Cause and Effect Not Established
Although the association between chronic inflammation and cancer is well described, cause and effect remain to be proven, perhaps because definitive causative inflammatory mediators have not been completely identified. One can imagine extracellularly generated radical species that interact with the cell membrane to produce a series of intracellular radicals, which careen through the cytoplasm, initiating serial oxidation-reduction events that terminate at the site of nuclear DNA. In the process, cell signals are distorted, repair mechanisms interrupted, and DNA damaged. Some cells die, some repair the damage faithfully, but others miscue, and the preneoplastic genotype eventuates. Obviously, identifying the causative intermediate in this process is difficult, and thus, establishing the link between inflammation and cancer has been elusive.
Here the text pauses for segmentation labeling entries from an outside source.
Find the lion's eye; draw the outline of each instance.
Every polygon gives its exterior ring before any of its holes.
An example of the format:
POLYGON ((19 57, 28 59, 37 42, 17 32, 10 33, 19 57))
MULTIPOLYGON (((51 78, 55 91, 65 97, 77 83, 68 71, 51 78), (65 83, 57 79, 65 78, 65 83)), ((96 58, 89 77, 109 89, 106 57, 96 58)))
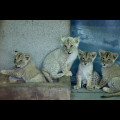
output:
POLYGON ((19 62, 22 62, 22 60, 20 60, 19 62))
POLYGON ((88 60, 90 60, 90 58, 88 58, 88 60))

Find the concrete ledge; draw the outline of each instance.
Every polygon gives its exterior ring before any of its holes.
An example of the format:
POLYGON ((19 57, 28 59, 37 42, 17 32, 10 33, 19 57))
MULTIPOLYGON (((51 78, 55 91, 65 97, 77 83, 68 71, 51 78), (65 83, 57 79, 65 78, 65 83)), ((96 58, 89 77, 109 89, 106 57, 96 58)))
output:
POLYGON ((70 77, 57 83, 0 84, 0 100, 70 100, 70 77))

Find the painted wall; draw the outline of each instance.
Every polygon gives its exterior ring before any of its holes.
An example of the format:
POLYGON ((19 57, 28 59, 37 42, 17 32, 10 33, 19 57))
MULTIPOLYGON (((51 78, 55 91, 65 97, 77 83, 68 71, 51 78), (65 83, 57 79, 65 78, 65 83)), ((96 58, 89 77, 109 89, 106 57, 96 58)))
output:
POLYGON ((0 20, 0 70, 13 68, 13 50, 31 53, 41 69, 45 56, 60 47, 61 35, 70 35, 69 20, 0 20))

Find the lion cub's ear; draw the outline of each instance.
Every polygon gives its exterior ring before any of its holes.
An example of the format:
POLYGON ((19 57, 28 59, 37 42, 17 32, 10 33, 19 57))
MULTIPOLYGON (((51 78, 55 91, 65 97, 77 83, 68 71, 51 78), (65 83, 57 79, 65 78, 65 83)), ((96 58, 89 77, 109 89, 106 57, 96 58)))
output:
POLYGON ((105 53, 104 50, 101 50, 101 49, 99 50, 99 55, 100 55, 100 56, 103 56, 104 53, 105 53))
POLYGON ((16 51, 16 50, 13 50, 13 52, 12 52, 14 55, 17 55, 19 52, 18 51, 16 51))
POLYGON ((113 53, 113 59, 116 60, 119 57, 118 53, 113 53))
POLYGON ((25 58, 26 58, 26 60, 29 61, 31 59, 31 55, 29 53, 27 53, 27 54, 25 54, 25 58))
POLYGON ((80 42, 80 36, 75 37, 75 38, 74 38, 74 41, 75 41, 77 44, 79 44, 79 42, 80 42))
POLYGON ((79 54, 79 56, 81 56, 82 54, 83 54, 84 52, 82 51, 82 50, 78 50, 78 54, 79 54))
POLYGON ((66 40, 66 37, 62 37, 62 36, 61 36, 61 41, 62 41, 62 42, 65 42, 65 40, 66 40))
POLYGON ((95 59, 97 57, 97 53, 96 52, 91 52, 92 58, 95 59))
An especially interesting aspect of research in this area involves the role of stimulated human phagocytes whose normal salutary biological role is to thwart infection. The chronicity of that stimulation, however, may result in too much of a good thing, with DNA damage being induced in the target cells, as in ulcerative colitis. This is aptly discussed by the authors, although notably only a minority of patients with ulcerative colitis develop malignancies.
Inhibition of Chronic Inflammatory Sites
As the mechanisms for carcinogenesis in chronic inflammatory states are better defined, targets for inhibition of this process will be more fully elucidated. Drs. Shacter and Weitzman appropriately review the known anticancer effects of antioxidants and oxygen radical scavengers in the reliable clinical trials published to date. The results are inconclusive, but we have yet to define the effective doses of these agents based on measurement of biological end points.
As demonstrated with vitamin C, its pro- and antioxidant effects are dose-dependent, and thus, more is not necessarily better. Mechanism-based chemoprevention trials should be refined (eg, using animal models involving transgenic mice), so that the expected molecular or biochemical effect of the agent being studied can be measured and correlated with its anticancer effect or lack thereof.[4,5]
The suggestion that antioxidants may enhance the effects of antineoplastic therapy is interesting, clinically important, and addressed by the authors in this review. They note that oxidants may interfere with the induction of apoptosis by chemotherapeutic agents and that this effect is reversible with antioxidants. Since inflammation commonly accompanies neoplasia in vivo, oxidative stress may be an important determinant of the success of therapy, and antioxidants may be useful adjuncts to that therapy. Further investigation of this subject is warranted and has important clinical implications.
This comprehensive overview provides useful information for both those unfamiliar with and those intimately involved with this area of research.